Abstract
Many modern museum exhibits employ interactive digital installations that can display content on large public surfaces, such as tabletops, walls, floors, etc. Recently, such displays have begun to include special devices that are able to track the user position and thus offer a personalized rendering with respect to the user point of view. While many qualitative evaluations of such systems exist, little effort has been done to define a quantitative testing framework. This is mainly due to the subjective nature of this kind of experience, which makes it difficult to produce objective data with standardized and repeatable procedures. With this chapter, the authors introduce a metric and a practical setup that can be adopted to evaluate a wide range of viewer-dependent displays.
TopIntroduction
Most stereoscopic displays, regardless of their physical implementation, work by showing to each eye of the user a different image. Specifically, these should be exactly the images that would have impressed his retinas if he really was before the depicted scene.
In many common 3D applications, such as movies or games, the stereo pair is obtained by using two separate physical cameras or by producing two independent scene renderings as viewed by two slightly different points of view. It is clear that the 3D illusion holds if and only if the optical system of the user exactly replicates the one that produced the images. This ultimately means that both optical centers of the user eyes must overlap exactly with the optical centers of the original cameras.
Differently, the perceived scene will be distorted as the 3D objects reconstructed (by the brain) will diverge from the original in size, position and proportions (see Fig. 1). Additionally, from a perception point of view, the effect can be further aggravated by the fact that points that would originally project into incident lines of sight, would probably result skewed when observed from the wrong point of view. This, in turn, would supply to the brain data that cannot be correctly interpreted in any way, resulting in an unpleasant sensation for most people. These shortcomings (not really advertised by the entertainment industry) are in fact responsible for the fluctuating quality of the user experience in 3D theaters.
Figure 1. The stereo inconsistency problem addressed by this work. Any stereo pair, when observed from a location different from the position of the capturing cameras, will result in impaired perception. Under these condition any observer will see an unpredictably distorted 3D object.
The only viable solution to this limitation is to provide a rendering dependent on the user position and on his interocular distance. Of course, such approach would hinder the ability to offer a shared fruition to several users without adopting personal displays.
Nevertheless, viewer-dependent displays have been extensively proposed in recent scientific literature, since they offer many other advantages. For starters, they are able to guarantee that the viewed objects exhibit a correct size within the Euclidean space where the user resides, thus allowing to interact with them naturally and to make meaningful comparisons between virtual and physical prototypes. Moreover, viewer-dependent rendering lets the user walk around the scene, viewing it from different angles and enabling the same inspection dynamic that would be possible with a real object. Such ideas are not new at all and have been widely developed in literature since their early implementations with the first immersive virtual reality and CAVE environments (Deering, 1992; Cruz-Neira, Sandin, & DeFanti, 1993).

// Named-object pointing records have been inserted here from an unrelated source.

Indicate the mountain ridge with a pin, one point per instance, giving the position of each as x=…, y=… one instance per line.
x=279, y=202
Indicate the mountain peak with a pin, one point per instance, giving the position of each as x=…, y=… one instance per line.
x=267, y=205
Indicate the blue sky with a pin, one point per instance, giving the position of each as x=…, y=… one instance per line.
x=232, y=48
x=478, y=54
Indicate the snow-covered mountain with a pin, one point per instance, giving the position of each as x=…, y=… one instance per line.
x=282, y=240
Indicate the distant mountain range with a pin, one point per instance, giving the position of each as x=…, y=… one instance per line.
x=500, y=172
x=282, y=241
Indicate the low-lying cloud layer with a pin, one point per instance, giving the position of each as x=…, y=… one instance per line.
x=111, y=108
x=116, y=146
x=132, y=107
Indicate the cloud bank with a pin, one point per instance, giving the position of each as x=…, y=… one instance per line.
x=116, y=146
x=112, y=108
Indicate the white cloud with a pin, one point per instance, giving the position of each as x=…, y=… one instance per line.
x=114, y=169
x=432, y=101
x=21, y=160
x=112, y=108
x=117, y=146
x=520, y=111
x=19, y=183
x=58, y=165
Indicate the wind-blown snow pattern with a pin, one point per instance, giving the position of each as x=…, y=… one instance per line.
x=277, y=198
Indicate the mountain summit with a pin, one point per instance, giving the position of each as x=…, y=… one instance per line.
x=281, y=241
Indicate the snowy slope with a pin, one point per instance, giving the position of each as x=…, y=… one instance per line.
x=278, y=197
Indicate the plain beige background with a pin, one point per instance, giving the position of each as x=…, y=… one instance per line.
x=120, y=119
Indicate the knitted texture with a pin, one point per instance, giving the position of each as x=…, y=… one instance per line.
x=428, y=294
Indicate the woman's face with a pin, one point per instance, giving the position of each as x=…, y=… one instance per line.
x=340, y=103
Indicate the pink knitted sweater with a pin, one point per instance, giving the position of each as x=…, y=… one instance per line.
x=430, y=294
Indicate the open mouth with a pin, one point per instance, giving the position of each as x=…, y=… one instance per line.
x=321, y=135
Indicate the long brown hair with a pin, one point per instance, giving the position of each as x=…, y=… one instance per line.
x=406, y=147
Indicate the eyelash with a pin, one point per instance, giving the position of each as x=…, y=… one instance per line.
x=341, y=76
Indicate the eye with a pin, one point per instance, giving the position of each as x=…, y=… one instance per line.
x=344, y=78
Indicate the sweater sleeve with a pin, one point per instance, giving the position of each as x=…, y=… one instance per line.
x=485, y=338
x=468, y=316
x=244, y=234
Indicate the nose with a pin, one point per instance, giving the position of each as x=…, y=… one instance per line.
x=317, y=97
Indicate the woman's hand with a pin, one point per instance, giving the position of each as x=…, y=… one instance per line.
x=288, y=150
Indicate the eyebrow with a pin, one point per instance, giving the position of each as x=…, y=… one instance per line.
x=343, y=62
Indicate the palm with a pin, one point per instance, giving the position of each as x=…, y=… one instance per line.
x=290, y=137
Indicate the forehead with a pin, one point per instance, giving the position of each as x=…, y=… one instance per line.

More recently, Harish and Narayanan (2009) combined several independent monitors arranged in a polyhedra to create a multiple-angle display and a fiducial marker system to track the user pose. In their system the object is visualized as if it was inside the solid space defined by the monitors. Garstka and Peters (2011) used a single planar surface to display non-stereoscopic content according to the pose of the user head obtained with a Kinect sensor.
A combination of Kinect devices and traditional range scanners have been adopted in a very similar approach by Pierard, Pierlot, Lejeune and Van Droogenbroeck (2012). It should be noted that, albeit implementing view-dependent solutions, the aforementioned approaches do not exploit stereoscopy. In fact, their primary goal was to enable the user to walk around the object rather than to offer a realistic depth perception.
Stereo vision is exploited, for instance, by Hoang, Hoang and Kim (2013), that used standard head tracking techniques to allow slight head movements when looking at a 3D scene on a monitor. The concept is very similar to the non-stereoscopic technique proposed a few years earlier by Buchanan and Green (2008). In those cases, while the correct projection is always offered to the user, he is not allowed to inspect the object by moving around it.
Key Terms in this Chapter
Interactive Multimedia: An interaction paradigm which displays multimedia content, based on some user input.
Multimedia Technology: Relates to the reproduction of multimedia content like images, videos, audio files, etc.
Interactive Tables: A table or surface which is able to display some content and allows for user input by means of some interaction paradigm.
Tracking System: A system composed by hardware and software capable of tracking an object in the 2D/3D space.
Machine Learning: A branch of artificial intelligence, concerns the construction and study of systems that can learn from some acquired data.
Mobile Devices: A small, handheld computing device, typically having a display screen with touch input and/or a miniature keyboard (i.e. smartphone, tablet).